Kofi Annan, who initiated the West Africa Commission on Drugs, will say: "Most governments' reaction to simply criminalise drug use without thinking about prevention or access to treatment has not just led to overcrowded jails, but also worsened health and social problems".

"We need to gather the required political will to go after the organized traffickers while reforming outdated laws and policies that no longer fit reality", Pedro Pires, of the West Africa Commission on Drugs will say. "We call on West African States to collaborate and make common cause against a trade that knows no borders."

"We need the active support and involvement of civil society and of the international community", Edem Kodjo, a member of the West Africa Commission on Drugs will say. "South America, where most of the drugs smuggled to West Africa come from, and Europe, which is the main consumer market, must take the lead to deal with both production and consumption at home. We cannot solve this problem alone; governments and civil society have to come together in West Africa to help prevent the drug problem from getting completely out of hand".

For further information, please go to: http://www.wacommissionondrugs.org/report or follow the Commission on Twitter at: @WACommission

About the West African Commission on Drugs

Kofi Annan, in consultation with international and regional partners, national governments and civil society organizations, convened the West Africa Commission on Drugs (WACD) in January 2013 to make face to the ever-growing threats posed by drugs in West Africa.

The report is the culmination of one and a half years of engagement by the Commission with national, regional and international parties including the African Union (AU), the Economic Community of West African States (ECOWAS) and the United Nations Office on Drugs and Crime (UNODC). It is informed by a series of background papers, drafted by leading experts from Africa and beyond.

The Declaration of the West Africa Commission on Drugs - Full text:

West Africa can look forward with optimism. Civil wars have receded, democracy has gained ground and our economies are growing. But a destructive new threat is jeopardizing this progress: with local collusion, international drug cartels are undermining our countries and communities, and devastating lives.

After looking at the evidence, consulting experts from the region and around the world, and visiting some of the most affected countries and communities in West Africa, we the Commissioners have reached a number of conclusions - detailed in this report - about how we should tackle the problems of drug trafficking and consumption.
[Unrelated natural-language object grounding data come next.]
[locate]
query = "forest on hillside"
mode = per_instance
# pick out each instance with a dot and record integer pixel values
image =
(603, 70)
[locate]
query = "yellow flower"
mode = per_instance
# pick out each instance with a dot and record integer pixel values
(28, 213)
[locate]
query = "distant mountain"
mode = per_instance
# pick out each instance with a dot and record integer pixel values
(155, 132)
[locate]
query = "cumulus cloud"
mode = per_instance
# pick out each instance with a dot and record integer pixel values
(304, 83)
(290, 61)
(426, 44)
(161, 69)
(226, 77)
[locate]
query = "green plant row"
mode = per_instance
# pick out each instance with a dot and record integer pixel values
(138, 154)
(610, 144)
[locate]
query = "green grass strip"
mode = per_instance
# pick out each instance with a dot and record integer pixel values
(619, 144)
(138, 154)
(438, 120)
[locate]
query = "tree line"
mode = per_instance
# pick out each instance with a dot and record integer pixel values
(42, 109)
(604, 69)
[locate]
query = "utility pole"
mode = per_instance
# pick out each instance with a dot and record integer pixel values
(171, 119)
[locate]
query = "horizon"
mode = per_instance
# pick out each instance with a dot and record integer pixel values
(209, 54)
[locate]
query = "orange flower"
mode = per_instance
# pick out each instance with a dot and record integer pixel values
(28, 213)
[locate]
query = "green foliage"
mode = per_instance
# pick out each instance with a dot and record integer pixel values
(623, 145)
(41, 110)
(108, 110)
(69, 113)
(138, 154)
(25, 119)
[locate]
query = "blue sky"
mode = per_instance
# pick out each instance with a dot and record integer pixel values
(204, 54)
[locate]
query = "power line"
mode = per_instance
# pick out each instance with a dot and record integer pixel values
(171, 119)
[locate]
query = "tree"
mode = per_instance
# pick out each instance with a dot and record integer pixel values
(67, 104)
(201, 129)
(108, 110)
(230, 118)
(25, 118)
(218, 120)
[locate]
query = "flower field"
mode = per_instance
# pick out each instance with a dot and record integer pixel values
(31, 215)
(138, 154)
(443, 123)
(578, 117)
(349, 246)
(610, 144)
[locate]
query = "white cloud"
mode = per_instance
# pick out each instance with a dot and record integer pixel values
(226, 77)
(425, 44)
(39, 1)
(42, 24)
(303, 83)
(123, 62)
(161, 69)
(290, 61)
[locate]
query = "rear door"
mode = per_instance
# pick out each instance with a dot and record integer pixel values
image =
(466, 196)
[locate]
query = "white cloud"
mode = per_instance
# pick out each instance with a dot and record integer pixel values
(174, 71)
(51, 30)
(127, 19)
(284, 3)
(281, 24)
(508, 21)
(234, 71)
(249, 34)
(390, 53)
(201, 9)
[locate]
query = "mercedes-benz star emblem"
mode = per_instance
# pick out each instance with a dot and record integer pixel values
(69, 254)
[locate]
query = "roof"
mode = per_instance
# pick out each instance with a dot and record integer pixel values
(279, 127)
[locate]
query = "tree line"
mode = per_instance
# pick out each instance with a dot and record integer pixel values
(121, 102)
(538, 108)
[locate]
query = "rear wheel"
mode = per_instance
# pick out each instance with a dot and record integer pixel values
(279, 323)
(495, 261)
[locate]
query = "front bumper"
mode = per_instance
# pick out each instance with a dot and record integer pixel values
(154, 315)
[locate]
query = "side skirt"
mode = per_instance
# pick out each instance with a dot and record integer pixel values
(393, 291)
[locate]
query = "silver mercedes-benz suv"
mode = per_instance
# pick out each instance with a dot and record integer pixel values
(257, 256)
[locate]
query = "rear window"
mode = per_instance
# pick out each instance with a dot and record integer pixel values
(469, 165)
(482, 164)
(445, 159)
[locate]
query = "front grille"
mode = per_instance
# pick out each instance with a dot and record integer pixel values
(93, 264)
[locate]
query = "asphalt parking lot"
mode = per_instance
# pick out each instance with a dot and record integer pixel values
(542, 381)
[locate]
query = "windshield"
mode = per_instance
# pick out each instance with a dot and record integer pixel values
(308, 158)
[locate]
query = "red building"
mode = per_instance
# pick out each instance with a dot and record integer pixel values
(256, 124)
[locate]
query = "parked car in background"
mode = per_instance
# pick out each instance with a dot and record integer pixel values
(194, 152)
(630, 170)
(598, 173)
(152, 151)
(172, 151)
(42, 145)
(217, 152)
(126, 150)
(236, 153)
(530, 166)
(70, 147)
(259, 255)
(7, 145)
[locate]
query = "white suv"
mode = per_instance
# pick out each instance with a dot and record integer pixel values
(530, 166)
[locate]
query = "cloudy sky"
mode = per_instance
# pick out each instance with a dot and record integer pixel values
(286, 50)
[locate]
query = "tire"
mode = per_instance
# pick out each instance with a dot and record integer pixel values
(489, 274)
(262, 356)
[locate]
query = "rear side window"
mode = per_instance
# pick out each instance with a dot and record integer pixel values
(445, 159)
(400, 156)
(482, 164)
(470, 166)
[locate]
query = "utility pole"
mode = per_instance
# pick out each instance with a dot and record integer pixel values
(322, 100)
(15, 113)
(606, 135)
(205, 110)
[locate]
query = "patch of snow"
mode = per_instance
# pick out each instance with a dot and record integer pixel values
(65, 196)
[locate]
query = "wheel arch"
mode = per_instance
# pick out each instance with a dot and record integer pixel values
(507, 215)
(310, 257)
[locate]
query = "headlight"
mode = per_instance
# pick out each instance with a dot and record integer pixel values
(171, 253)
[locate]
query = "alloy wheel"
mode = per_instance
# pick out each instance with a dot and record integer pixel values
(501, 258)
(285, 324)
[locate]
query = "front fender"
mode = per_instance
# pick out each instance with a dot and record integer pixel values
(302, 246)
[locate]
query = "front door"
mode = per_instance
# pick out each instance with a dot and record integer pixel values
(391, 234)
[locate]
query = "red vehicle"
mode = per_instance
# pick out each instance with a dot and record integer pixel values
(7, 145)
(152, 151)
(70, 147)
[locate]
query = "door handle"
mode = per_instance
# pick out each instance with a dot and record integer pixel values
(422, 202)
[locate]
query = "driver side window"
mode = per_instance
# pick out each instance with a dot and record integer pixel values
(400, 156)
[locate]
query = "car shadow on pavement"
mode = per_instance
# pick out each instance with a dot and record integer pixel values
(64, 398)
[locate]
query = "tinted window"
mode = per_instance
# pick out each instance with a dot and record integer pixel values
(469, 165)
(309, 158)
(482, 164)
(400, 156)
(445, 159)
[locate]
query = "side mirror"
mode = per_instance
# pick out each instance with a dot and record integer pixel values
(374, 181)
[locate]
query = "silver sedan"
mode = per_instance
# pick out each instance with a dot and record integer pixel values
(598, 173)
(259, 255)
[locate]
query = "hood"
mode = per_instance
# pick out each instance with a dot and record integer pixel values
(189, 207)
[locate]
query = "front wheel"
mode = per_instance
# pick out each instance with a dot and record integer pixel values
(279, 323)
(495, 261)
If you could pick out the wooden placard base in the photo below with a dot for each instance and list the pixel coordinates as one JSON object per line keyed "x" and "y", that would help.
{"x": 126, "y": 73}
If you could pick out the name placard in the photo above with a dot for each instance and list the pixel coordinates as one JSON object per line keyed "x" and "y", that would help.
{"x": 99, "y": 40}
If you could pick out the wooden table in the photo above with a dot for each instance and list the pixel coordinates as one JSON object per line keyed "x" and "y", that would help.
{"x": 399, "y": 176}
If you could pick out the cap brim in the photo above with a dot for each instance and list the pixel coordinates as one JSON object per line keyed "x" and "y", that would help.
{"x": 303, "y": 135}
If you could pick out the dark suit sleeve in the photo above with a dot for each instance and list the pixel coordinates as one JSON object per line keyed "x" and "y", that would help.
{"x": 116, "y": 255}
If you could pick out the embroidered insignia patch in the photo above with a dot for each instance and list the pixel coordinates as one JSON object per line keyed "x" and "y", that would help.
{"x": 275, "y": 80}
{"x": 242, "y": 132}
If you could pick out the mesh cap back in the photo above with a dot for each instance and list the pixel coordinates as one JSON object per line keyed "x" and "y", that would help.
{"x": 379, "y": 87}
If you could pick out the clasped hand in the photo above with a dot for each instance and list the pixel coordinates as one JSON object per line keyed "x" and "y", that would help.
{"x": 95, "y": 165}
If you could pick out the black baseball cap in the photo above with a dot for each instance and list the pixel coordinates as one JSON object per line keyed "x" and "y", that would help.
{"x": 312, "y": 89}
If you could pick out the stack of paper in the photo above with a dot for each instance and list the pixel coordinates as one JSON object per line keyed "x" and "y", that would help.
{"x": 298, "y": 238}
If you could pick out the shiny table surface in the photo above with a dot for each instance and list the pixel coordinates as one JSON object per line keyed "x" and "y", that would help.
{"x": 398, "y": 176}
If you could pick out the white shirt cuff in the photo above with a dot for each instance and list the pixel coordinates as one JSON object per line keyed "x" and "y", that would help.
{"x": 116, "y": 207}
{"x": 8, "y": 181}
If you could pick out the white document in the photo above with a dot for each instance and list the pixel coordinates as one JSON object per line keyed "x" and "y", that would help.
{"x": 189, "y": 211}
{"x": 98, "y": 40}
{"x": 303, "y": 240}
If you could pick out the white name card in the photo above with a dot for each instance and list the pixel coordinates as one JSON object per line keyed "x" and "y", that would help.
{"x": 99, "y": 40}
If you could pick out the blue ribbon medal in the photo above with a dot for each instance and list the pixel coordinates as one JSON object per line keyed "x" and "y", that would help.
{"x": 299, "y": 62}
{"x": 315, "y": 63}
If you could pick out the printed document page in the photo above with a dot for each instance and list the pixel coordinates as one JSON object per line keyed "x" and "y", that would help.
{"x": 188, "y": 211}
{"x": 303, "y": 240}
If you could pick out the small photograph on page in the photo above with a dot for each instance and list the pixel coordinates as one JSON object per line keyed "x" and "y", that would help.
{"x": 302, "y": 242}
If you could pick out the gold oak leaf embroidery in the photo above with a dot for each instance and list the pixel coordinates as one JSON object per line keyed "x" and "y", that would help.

We have concluded that drug use must be regarded primarily as a public health problem. Drug users need help, not punishment. We believe that the consumption and possession for personal use of drugs should not be criminalised. Experience shows that criminalisation of drug use worsens health and social problems, puts huge pressures on the criminal justice system and incites corruption.

We abhor the traffickers and their accomplices, who must face the full force of the law. But the law should not be applied disproportionately to the poor, the uneducated and the vulnerable, while the powerful and well-connected slip through the enforcement net.

We caution that West Africa must not become a new front line in the failed "war on drugs," which has neither reduced drug consumption nor put traffickers out of business.

We urge the international community to share the burdens created by the rise in trafficking through West Africa, which neither produces nor consumes most of the drugs that transit the region. Nations whose citizens consume large amounts of illicit drugs must play their part and seek humane ways to reduce demand for those drugs.

We call on political leaders in West Africa to act together to change laws and policies that have not worked. Civil society must be fully engaged as a partner in this effort. Only in this way can we protect our people, as well as our political and judicial institutions, from the harm that illicit drugs can inflict.